Вместе взрываемся. Взлетаем. Выше, выше… Выше, чем возможно, даже метафорически. Далеко за ограничительный рубеж. Далеко, далеко… Туда, где границ нет. Нет пределов. Ничего нет. Ничего. Только мы. Он и я.
К сожалению, возвращаться в реальность слишком быстро приходится. Едва стихает удовольствие, телу очень холодно становится. Одеваемся так же торопливо, как раздевались.
– В кухню пойдем. Есть хочу.
Улыбаюсь, потому что у Ярика это часто. После секса особенно.
– Ладно.
Покинуть ванную не успеваем. Лишь дверь открываем и слышим, как вновь что-то щелкает и затягивает пространство странным стрекочущим шорохом.
– Ярик, – приглушенно окликаю. – Если генератор не пашет, откуда исходит этот шум? Как это работает?
Прежде чем ответить, Градский то ли матерится, то ли какой-то странный звук издает.
– Знаешь же, что могут быть разные фазы. Здесь и наверху.
– Да…
Такой ответ меня устраивает. Он успокаивает.
Только ненадолго.
Ждем, когда эта чертовщина вырубится, а вместо этого в прерывистом шипении динамика появляется чье-то отчетливое учащенное дыхание.
Чье-то дыхание… Чье-то… Чужое… Не наше… Чье-то… Живое…
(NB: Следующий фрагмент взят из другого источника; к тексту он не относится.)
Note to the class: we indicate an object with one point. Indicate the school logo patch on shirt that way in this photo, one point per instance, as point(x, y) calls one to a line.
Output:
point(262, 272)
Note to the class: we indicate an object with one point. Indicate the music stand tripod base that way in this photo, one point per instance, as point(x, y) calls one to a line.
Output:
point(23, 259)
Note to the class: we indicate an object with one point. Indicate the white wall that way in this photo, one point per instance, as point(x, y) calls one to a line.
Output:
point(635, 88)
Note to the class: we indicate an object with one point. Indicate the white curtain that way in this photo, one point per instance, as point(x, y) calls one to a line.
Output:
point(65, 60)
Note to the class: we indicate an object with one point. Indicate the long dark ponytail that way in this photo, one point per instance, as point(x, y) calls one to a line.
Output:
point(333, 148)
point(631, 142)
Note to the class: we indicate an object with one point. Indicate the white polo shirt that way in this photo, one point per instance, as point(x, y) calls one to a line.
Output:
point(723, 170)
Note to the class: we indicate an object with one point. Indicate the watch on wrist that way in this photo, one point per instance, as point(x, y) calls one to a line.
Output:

Мое сердце ухает и, рванув по живому, проваливается куда-то вниз. Я ничего не соображаю. Не пытаюсь понять. Захлебываюсь в густом вареве паники, не обладая никакими догадками.
– Боженька… – лишь услышав свой скрипучий голос, осознаю, что открываю рот и говорю.
Я бы сказала, что сердце на месте. Колотится. Я бы сказала, что кроме него, в груди обвал эмоций. Крушатся. Я бы сказала, что тело сотрясает озноб. Я бы… Я бы обязательно вам все это сообщила, если бы ощущала хоть что-нибудь.
Должно быть, какой-то важнейший передатчик к чертям вырубает. Мозг с телом связь утрачивает. Вспомню об этом потом.
– Ярик, это… Что? Что? Мы…
– Мы не одни, Маруся.
Меня прошибает током. Чувствительность возвращается. Нет, никакого определяющего озарения не наступает. Лишь одно понимаю: говорить больше нельзя.